Every 3 December, Latin American Medicine Day is celebrated to pay tribute to the sector, coinciding with the birthday of the Cuban scholar Carlos Juan Finlay y Barrés, born in Camagüey in 1833, who discovered the transmitting agent of yellow fever.
A marked vocation of service to humanity is the sentiment that moves those who dedicate themselves to the noble profession of working in the medical sector.
In different specialities: doctors, nurses, technologists, etc., all are essential to society in order to provide it with well-being and happiness.
Those in charge of restoring and preserving man’s most precious treasure: health, have the privilege and the commitment to be closer to the human being.
They are dressed in impeccable white, but more than their investiture, it is the instinct to help and aid that makes them work night and day, any day of the week, on festive or mournful dates, in cyclones, in intense heat or cold.
Always indispensable, they are equally useful in hospital wards, polyclinics, family doctors’ surgeries, mothers’ and grandparents’ homes, schools, airports. ….

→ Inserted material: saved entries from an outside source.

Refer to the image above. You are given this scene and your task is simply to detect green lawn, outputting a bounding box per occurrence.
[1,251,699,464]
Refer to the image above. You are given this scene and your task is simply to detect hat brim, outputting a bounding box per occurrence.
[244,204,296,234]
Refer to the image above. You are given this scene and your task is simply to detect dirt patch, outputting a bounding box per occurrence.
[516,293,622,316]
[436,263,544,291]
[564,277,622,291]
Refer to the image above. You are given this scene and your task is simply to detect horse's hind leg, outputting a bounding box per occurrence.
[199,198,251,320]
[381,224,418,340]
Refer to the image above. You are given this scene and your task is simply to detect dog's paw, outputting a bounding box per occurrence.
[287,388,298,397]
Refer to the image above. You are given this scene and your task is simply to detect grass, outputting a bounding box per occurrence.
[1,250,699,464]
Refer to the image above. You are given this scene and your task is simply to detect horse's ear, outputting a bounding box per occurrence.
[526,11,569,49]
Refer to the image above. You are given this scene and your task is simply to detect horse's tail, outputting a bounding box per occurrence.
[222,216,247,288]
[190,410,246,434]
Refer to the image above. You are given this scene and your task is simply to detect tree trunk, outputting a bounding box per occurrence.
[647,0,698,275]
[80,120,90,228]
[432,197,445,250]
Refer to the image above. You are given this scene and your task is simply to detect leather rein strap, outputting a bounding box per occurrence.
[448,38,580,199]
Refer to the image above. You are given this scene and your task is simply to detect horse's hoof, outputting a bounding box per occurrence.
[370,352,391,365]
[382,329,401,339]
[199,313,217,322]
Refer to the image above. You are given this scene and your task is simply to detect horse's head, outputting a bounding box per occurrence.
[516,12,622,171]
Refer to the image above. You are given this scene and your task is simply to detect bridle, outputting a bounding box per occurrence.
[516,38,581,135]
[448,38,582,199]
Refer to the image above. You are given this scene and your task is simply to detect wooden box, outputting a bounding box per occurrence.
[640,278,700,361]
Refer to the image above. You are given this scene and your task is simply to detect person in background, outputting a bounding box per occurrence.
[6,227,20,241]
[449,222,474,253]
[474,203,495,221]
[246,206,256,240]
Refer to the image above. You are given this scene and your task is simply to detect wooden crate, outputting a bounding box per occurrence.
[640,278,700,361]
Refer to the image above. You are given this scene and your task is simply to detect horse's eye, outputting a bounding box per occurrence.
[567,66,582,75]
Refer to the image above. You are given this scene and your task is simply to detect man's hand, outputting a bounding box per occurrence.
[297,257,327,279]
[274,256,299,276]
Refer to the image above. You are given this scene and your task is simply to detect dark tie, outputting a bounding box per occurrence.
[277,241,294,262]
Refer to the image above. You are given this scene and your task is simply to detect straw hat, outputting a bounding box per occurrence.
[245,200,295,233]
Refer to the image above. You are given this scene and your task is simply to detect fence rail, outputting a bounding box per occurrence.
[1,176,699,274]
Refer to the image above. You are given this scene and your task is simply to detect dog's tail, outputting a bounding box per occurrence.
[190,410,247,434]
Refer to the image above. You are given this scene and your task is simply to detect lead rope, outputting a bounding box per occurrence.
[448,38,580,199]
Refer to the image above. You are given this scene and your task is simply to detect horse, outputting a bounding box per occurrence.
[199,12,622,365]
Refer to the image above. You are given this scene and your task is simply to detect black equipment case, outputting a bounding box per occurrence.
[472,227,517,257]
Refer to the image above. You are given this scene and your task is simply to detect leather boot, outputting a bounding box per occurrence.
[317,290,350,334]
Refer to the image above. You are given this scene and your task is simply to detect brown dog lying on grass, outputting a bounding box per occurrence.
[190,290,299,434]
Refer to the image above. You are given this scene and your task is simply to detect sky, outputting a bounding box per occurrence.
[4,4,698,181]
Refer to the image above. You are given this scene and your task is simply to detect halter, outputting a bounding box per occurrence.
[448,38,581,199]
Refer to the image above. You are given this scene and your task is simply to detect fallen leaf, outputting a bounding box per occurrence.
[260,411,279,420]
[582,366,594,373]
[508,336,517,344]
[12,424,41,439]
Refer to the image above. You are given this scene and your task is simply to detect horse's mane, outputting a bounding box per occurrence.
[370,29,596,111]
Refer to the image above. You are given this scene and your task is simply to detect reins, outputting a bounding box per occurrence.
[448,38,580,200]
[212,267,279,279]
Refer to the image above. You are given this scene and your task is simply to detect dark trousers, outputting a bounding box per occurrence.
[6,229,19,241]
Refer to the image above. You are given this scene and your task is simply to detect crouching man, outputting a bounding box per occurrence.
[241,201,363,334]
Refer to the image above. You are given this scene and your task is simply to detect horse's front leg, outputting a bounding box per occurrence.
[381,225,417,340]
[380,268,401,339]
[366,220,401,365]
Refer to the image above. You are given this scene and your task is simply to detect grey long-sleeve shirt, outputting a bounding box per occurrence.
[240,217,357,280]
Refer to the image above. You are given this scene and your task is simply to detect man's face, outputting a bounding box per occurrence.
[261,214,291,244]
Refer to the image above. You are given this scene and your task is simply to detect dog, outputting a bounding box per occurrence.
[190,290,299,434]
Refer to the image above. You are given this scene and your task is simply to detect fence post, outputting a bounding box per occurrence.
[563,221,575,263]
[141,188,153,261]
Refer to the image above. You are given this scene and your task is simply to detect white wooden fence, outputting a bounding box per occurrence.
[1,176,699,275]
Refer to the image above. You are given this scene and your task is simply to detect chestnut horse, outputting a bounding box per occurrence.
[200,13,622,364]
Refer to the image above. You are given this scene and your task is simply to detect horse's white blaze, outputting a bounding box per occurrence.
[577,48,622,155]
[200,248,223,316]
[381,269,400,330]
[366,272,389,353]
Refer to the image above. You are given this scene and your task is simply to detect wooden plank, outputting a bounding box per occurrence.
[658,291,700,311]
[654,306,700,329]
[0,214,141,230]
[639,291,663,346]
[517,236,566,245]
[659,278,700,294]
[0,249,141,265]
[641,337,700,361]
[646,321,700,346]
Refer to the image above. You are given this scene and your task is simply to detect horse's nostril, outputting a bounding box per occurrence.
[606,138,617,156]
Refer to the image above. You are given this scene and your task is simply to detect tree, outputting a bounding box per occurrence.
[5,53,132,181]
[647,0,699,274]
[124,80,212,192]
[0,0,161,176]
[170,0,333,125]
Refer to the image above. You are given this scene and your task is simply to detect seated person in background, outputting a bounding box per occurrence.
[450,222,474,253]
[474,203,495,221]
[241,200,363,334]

Their range of action touches the whole of society, as they are necessary in the care of hospitalised and ambulatory patients, those requiring surgery, in vaccination campaigns, preventive screening for diseases, or from house to house in the care of chronic or bed-ridden patients.
Specialists in any branch of health care never retire, because even when they retire, they continue to serve their families, neighbours and friends. It is a kind of lifelong priesthood.
They spend hours and hours with patients, both to carry out prescribed treatments, monitor their reactions, condition and evolution, and to attend to the multiple needs of the patients and their families.
They excel in caring for the wounded in wars, the victims of natural disasters, the injured in accidents and catastrophes… the greater the risk and the greater the need, the more they grow. The pain of others is not alien to them.
Cuban medical personnel have demonstrated to the world their internationalist essence, when thousands and thousands have taken medical assistance to the top of the Himalayas, to the jungle, to indigenous communities, to cities and towns, in situations of peace or war, in intense cold, in relief work after earthquakes and natural catastrophes, anywhere in the world where they are needed.
There is no greater work than that which is involved with the health and life of people, which is why those who work efficiently and conscientiously in the different medical specialties are at a high level of human dignity.